Ernesto Justiniano, viceministro de Sustancias Controladas y Defensa Social, confirmó esta colaboración durante una entrevista con EL DEBER. En sus declaraciones, enfatizó que las operaciones se centran en objetivos criminales de gran relevancia. Estamos trabajando con la DEA realizando investigaciones conjuntas. Es un trabajo enfocado en operativos contra objetivos criminales de alto valor, afirmó Justiniano, resaltando el compromiso del gobierno boliviano en la lucha contra el narcotráfico.

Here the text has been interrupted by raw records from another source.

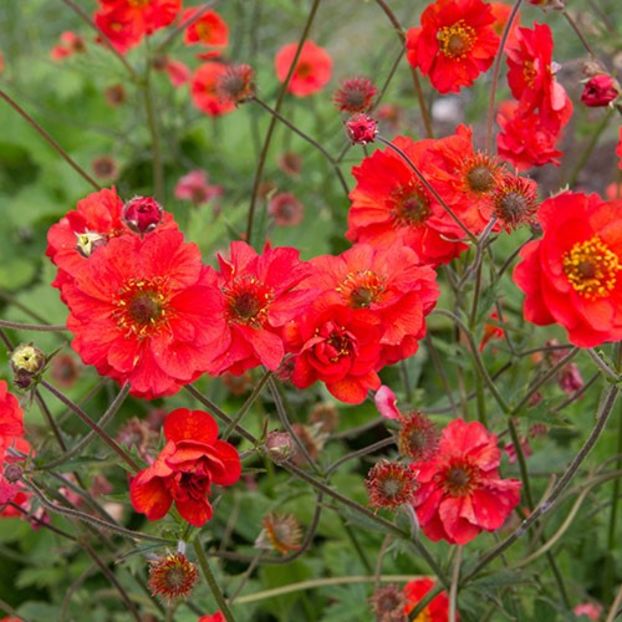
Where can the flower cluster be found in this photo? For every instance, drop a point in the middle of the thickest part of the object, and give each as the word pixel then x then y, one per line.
pixel 13 449
pixel 532 125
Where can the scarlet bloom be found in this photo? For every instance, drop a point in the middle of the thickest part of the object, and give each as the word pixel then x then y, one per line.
pixel 465 178
pixel 139 312
pixel 70 44
pixel 438 608
pixel 361 129
pixel 172 576
pixel 312 72
pixel 259 294
pixel 192 460
pixel 525 140
pixel 340 346
pixel 571 275
pixel 389 283
pixel 532 79
pixel 96 220
pixel 205 92
pixel 600 90
pixel 454 44
pixel 460 491
pixel 355 95
pixel 126 22
pixel 210 29
pixel 195 187
pixel 286 209
pixel 390 206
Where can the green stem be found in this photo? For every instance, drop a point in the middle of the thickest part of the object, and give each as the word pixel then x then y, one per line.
pixel 277 108
pixel 211 580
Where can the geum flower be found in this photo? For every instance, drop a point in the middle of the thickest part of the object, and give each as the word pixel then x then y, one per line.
pixel 460 490
pixel 531 76
pixel 389 283
pixel 125 22
pixel 312 72
pixel 391 207
pixel 339 346
pixel 572 275
pixel 454 44
pixel 140 310
pixel 81 232
pixel 259 294
pixel 192 460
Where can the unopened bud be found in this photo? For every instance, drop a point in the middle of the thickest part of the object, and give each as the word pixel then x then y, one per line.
pixel 142 214
pixel 88 242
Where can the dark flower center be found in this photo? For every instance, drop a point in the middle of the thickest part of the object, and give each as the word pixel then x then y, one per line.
pixel 145 308
pixel 480 178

La historia reciente entre Bolivia y la DEA se remonta a noviembre de 2008, cuando el entonces presidente Evo Morales decidió suspender indefinidamente las actividades de la agencia estadounidense en el país. Morales acusó a la DEA de injerencia política y de estar implicada en un supuesto complot contra su administración. Sin embargo, el panorama ha cambiado notablemente con la llegada al poder del actual presidente, Rodrigo Paz Pereira. Desde su elección, Paz ha promovido una agenda de cooperación tanto económica como en materia de seguridad con el gobierno estadounidense.
Este nuevo capítulo en las relaciones bilaterales se vio reforzado en marzo pasado cuando Bolivia se integró al Escudo de las Américas, un plan hemisférico impulsado por Donald Trump para combatir el crimen transnacional. A raíz de esta colaboración, la Policía Boliviana logró capturar al uruguayo Sebastián Marset, uno de los criminales más buscados en América Latina. Esta acción fue posible gracias a la coordinación con agencias estadounidenses y permitió que Marset fuera extraditado a Estados Unidos para enfrentar cargos.
Justiniano destacó que la relación con la DEA es fluida y que se lleva a cabo un trabajo coordinado casi a diario en diversas áreas. Además, mencionó que Bolivia también mantiene contacto con instancias antinarcóticos en países como Paraguay y Uruguay, así como Brasil, donde se planea desarrollar talleres conjuntos para fortalecer aún más los esfuerzos antidrogas.
El viceministro subrayó que el mayor intercambio se realiza con la DEA debido a su presencia en múltiples países, lo que facilita operaciones más efectivas. Estamos trabajando con el mundo, concluyó Justiniano, reflejando un renovado compromiso boliviano hacia una estrategia coordinada para enfrentar el flagelo del narcotráfico.